In [None]:
# Import some basic libraries
import numpy as np
import matplotlib.pyplot as plt
%matplotlib inline
import seaborn as sns
sns.set_context('paper')

# Hands-on Activity 8.1: Bayesian Parameter Estimation

## Objective
+ Introduce Bayesian parameter estimation via an analytical example

## Example: Inferring the probability of a coin toss from data

A coin with unknown probability of heads $\theta$ is tossed $N$ times independently and you observe the result:
$$
x_{1:N} := (x_1,\dots,x_N).
$$
Assume that we have coded the result so that heads corresponds to a "0" and tails to a "1."
Our goal is to estimate the probability of heads $\theta$ from this dataset.

Assuming that we know nothing, we set:
$$
\theta \sim U([0,1]).
$$
In terms of probability densities this:
$$
p(\theta) = 
\begin{cases}
1,&\;\text{if}\;\theta\in [0,1],\\
0,&\;\text{otherwise}
\end{cases} =
1_{[0,1]}(\theta),
$$
where we used the indicator function to simplify the notation.

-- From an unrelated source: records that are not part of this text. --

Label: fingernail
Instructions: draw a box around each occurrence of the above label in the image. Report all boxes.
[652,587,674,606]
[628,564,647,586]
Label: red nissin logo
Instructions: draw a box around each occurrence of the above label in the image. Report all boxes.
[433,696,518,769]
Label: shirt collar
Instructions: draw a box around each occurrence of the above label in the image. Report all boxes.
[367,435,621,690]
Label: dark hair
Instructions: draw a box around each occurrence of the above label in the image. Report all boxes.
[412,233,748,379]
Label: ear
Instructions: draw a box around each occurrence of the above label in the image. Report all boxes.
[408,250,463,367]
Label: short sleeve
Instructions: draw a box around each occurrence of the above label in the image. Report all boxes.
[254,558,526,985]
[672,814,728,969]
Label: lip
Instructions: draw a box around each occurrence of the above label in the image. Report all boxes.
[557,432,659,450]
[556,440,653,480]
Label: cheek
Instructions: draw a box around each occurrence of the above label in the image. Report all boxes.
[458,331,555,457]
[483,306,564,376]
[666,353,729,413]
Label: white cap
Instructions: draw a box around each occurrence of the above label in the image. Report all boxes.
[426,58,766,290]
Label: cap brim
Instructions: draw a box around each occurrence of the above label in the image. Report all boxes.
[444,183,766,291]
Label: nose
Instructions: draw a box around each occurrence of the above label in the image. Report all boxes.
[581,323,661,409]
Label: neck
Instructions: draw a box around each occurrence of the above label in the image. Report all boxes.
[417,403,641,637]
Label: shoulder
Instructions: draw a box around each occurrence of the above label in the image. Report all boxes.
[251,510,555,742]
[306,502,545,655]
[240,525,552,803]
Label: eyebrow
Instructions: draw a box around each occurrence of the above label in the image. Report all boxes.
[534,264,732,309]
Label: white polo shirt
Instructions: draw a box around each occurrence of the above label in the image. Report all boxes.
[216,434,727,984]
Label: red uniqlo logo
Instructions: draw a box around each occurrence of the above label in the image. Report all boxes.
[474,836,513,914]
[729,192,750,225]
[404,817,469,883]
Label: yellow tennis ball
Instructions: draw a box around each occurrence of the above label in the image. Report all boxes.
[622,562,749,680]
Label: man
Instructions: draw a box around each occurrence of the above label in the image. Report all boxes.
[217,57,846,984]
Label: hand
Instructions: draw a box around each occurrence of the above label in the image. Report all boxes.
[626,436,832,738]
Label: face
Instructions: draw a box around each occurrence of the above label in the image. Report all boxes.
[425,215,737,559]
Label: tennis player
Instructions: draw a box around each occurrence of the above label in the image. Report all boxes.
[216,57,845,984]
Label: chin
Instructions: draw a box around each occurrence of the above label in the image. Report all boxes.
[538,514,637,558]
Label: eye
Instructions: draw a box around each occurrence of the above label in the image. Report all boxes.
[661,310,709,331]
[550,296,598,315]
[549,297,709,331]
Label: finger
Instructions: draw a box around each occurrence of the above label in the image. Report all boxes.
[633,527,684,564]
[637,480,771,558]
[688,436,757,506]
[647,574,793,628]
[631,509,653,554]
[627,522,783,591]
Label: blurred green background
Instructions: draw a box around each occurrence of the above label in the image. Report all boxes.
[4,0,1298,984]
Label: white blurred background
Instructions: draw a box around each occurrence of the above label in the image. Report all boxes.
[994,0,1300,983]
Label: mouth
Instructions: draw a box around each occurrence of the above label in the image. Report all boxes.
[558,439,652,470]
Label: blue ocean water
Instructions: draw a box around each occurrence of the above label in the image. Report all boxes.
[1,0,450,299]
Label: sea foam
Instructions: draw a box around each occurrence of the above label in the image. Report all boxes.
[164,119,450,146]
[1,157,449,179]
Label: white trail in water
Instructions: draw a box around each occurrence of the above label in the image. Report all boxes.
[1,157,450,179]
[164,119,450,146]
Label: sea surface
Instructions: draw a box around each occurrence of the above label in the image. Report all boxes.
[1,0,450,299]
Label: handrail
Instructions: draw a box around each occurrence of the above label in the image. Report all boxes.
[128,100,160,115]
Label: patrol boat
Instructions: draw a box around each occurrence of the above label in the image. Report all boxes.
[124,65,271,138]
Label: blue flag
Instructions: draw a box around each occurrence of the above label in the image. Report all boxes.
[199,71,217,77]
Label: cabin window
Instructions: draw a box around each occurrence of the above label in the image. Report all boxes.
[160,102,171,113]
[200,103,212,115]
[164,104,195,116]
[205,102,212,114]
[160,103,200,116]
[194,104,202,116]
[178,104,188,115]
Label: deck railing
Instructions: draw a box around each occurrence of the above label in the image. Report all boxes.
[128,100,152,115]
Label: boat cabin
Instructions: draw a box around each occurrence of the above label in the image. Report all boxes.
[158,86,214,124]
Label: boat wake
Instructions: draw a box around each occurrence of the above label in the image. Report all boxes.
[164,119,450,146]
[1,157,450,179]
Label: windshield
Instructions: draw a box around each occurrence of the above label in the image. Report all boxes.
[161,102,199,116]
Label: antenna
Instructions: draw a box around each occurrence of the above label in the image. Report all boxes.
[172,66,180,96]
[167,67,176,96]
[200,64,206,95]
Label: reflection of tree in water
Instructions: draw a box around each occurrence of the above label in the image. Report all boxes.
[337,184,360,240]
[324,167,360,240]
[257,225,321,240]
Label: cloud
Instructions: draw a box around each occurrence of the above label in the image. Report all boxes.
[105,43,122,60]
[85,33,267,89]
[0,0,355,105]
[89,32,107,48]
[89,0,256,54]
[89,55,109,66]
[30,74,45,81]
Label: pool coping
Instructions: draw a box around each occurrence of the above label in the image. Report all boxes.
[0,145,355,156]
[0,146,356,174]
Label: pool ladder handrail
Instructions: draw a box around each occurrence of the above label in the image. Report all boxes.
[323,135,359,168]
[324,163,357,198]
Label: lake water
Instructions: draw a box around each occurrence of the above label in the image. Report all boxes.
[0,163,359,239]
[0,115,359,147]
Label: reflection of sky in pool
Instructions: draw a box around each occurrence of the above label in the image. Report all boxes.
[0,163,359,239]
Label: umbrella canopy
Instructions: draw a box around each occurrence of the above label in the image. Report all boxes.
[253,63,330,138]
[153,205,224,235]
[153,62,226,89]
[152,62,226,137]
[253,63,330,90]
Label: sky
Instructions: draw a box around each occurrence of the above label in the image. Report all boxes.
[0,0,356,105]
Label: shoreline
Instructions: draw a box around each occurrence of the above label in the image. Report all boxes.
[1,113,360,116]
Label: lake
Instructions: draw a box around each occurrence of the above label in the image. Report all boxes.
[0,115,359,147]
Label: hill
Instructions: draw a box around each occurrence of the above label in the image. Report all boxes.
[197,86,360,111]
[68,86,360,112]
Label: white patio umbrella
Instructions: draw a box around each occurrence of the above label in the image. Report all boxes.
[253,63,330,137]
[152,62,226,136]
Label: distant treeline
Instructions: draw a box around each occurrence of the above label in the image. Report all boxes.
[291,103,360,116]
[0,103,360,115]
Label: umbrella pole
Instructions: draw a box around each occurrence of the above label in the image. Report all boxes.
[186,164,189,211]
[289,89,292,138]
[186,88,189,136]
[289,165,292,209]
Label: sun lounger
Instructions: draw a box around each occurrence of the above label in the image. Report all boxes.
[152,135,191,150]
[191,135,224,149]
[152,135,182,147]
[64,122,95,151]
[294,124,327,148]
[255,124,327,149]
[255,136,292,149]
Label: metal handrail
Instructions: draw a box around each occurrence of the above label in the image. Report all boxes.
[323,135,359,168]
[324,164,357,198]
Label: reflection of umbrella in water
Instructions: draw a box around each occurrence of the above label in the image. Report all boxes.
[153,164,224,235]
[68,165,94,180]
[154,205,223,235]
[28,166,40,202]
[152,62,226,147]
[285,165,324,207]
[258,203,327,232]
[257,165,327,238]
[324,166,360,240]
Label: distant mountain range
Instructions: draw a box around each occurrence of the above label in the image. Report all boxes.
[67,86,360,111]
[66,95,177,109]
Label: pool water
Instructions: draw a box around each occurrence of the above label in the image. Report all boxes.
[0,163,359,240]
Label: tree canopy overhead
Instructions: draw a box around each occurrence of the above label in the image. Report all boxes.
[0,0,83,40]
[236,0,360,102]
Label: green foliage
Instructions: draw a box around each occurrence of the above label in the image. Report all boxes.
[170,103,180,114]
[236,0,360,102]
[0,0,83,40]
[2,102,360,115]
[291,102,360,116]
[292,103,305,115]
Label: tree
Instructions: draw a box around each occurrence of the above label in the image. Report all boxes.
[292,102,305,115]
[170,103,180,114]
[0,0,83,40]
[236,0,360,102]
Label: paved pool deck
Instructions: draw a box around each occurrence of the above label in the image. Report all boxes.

Now, let's write down the likelihood of the data.
Because of the independence assumption, we have:
$$
p(x_{1:N}|\theta) = \prod_{n=1}^Np(x_n|\theta).
$$
Then, each measurement is a Bernoulli with probability of success $\theta$, i.e.,
$$
x_n | \theta \sim \operatorname{Bernoulli}(\theta).
$$
In terms of probability densities, we have:
$$
p(x_n|\theta)
= \begin{cases}
\theta,&\;\text{if}\;x_n=0,\\
1-\theta,&\;\text{otherwise}.
\end{cases}
$$
Using a common mathematical trick, we can rewrite this as:
$$
p(x_n|\theta) = \theta^{x_n}(1-\theta)^{1-x_n}.
$$
Work out the cases $x_n=0$ and $x_n=1$ to convience yourself.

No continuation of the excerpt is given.